“You could not have arrived at a more opportune moment, monsieur,” answered the lady, whose strong physical energy and habitual presence of mind were now rapidly reasserting themselves. “You have always been welcome to my receptions; never more so than to-night. You found it a little hot, I fear, and a good deal crowded. The latter disadvantage I was remedying, to the best of my abilities, when you announced yourself. The society, too, was hardly so polite as I could have wished. Oh, monsieur!” she added, in a changed and trembling voice, suddenly discarding the tone of banter she had assumed, “where should we have been now, and what must have become of us, but for you? You, to whom we had rather owe our lives than to any man in the world!”
He was thinking of Cerise. He accepted the kind words gratefully, happily; but, like all generous minds, he made light of the service he had rendered.
“You are too good to say so, madame,” was his answer. “It seemed to me you were making a gallant defence enough when I came in. One man had already fallen before your aim, and I would not have given much for the life of that ugly giant whom I took the liberty of running through the body without asking permission, although he is probably, like myself, a slave of your own.”
The Marquise laughed. “Confess, monsieur,” said she, “that I have a steady hand on the pistol. Do you know, I never shot at anything but a playing-card till to-night. It is horrible to kill a man, too. It makes me shudder when I think of it. And yet, at the moment, I had no pity, no scruples—I can even imagine that I experienced something of the wild excitement which makes a soldier’s trade so fascinating. I hope it is not so; I trust I may not be so cruel—so unwomanly. But you talk of slaves. Are we not yours? Yours by every right of conquest; to serve and tend you, and follow you all over the world. Ah! it would be a happy lot for her who knew its value!”
The last sentence she spoke in a low whisper and an altered tone, as if to herself. It either escaped him or he affected not to hear.
By this time they were out of the house, and standing on the lawn to windward of the flames, which leaped and flickered from every quarter of the building; nor, in escaping from the conflagration, had they by any means yet placed themselves in safety. Captain George and the three trusty Jacks, with half-a-dozen more stout seamen, constituting a boat’s crew, had indeed rescued the ladies, for the moment, from a hideous alternative; but it was more than doubtful, if even protected by so brave an escort, they could reach the shore unmolested. Bands of negroes, ready to commit every enormity, were ere now patrolling all parts of the island. It was too probable that the few white inhabitants had been already massacred, or, if still alive, would have enough to do to make terms for themselves with the infuriated slaves.
A slender garrison occupied a solitary fort on the other side of the mountains, but so small a force might easily be overmastered, and even if they had started on the march it was impossible they could arrive for several hours in the vicinity of Port Welcome. By that time the town might well be burned to the ground, and George, who was accustomed to reason with rapidity on the chances and combinations of warfare, thought it by no means unlikely that the ruddy glare, fleeting and wavering on the night-sky over the blazing roof of Montmirail West, might be accepted as a signal for immediate action by the whole of the insurgents.
Hippolyte had laid his plans with considerable forethought, the result, perhaps, of many a crafty war-path—many a savage foray in his own wild home. He had so disposed the negroes under his immediate orders, that Madame de Montmirail’s house was completely surrounded in every direction by which escape seemed possible. The different egresses leading to the huts, the mills, the cane-pieces, were all occupied, and a strong force was posted on the high road to Port Welcome, chiefly with a view to prevent the arrival of assistance from that quarter. One only path was left unguarded; it was narrow, tangled, difficult to find, and wound up through the jungle, across the wildest part of the mountain.

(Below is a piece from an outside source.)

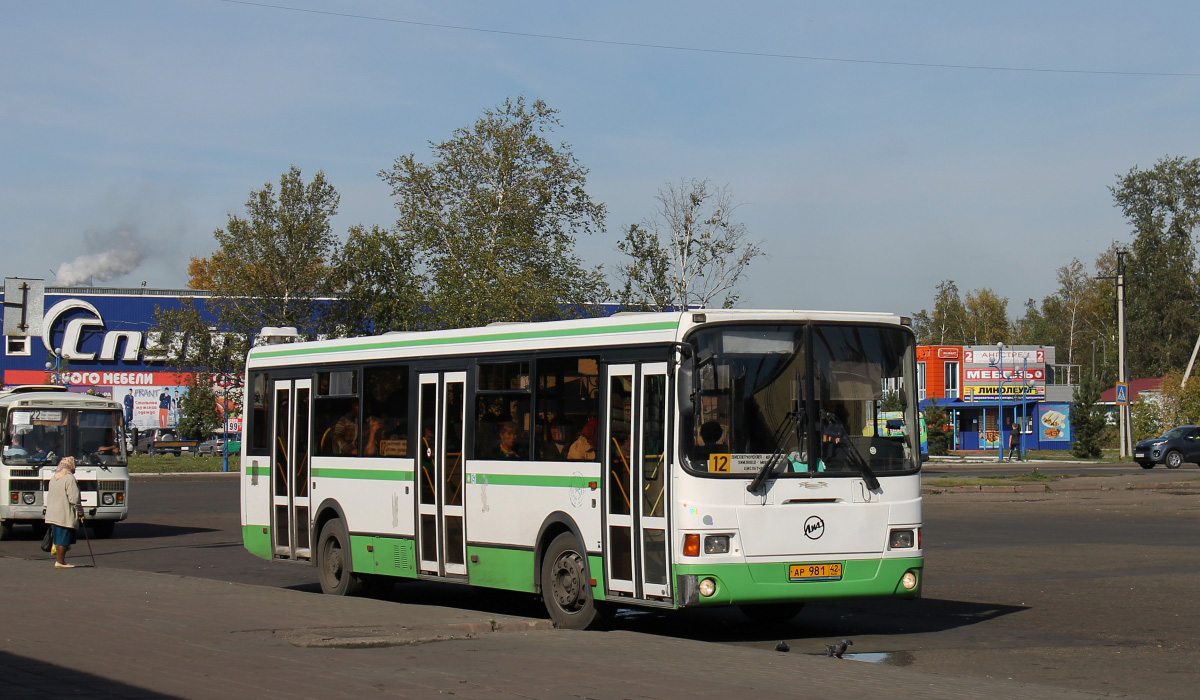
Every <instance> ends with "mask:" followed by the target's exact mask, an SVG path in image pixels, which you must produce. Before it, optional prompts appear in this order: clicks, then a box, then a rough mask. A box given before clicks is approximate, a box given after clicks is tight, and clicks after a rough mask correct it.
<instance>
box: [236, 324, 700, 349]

By this route he had probably intended to carry off Mademoiselle de Montmirail to some secure fastness of his own. Not satisfied with the personal arrangements he had made for burning the house and capturing the inmates, he had also warned his confederates, men equally fierce and turbulent, if of less intelligence than his own, that they should hold themselves in readiness to take up arms the instant they beheld a glare upon the sky above Cash-a-crou; that each should then despatch a chosen band of twenty stout negroes to himself for orders; and that the rest of their forces should at once commence the work of devastation on their own account, burning, plundering, rioting, and cutting all white throats, without distinction of age or sex.

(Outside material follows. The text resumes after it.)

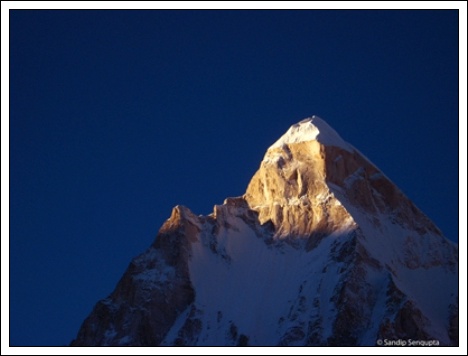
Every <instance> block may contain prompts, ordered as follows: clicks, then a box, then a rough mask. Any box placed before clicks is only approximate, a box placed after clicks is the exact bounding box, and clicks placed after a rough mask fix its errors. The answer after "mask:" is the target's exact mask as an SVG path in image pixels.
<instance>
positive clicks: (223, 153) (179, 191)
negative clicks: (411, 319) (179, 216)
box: [10, 10, 459, 345]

That this wholesale butchery failed in its details was owing to no fault of conception, no scruples of humanity on the part of its organiser. The execution fell short of the original design simply because confided to several different heads, acted on by various interests, and all more or less bemused with rum. The ringleader had every reason to believe that if his directions were carried out he would find himself, ere sunrise, at the head of a general and successful revolt—a black emperor, perhaps, with a black population offering him a crown.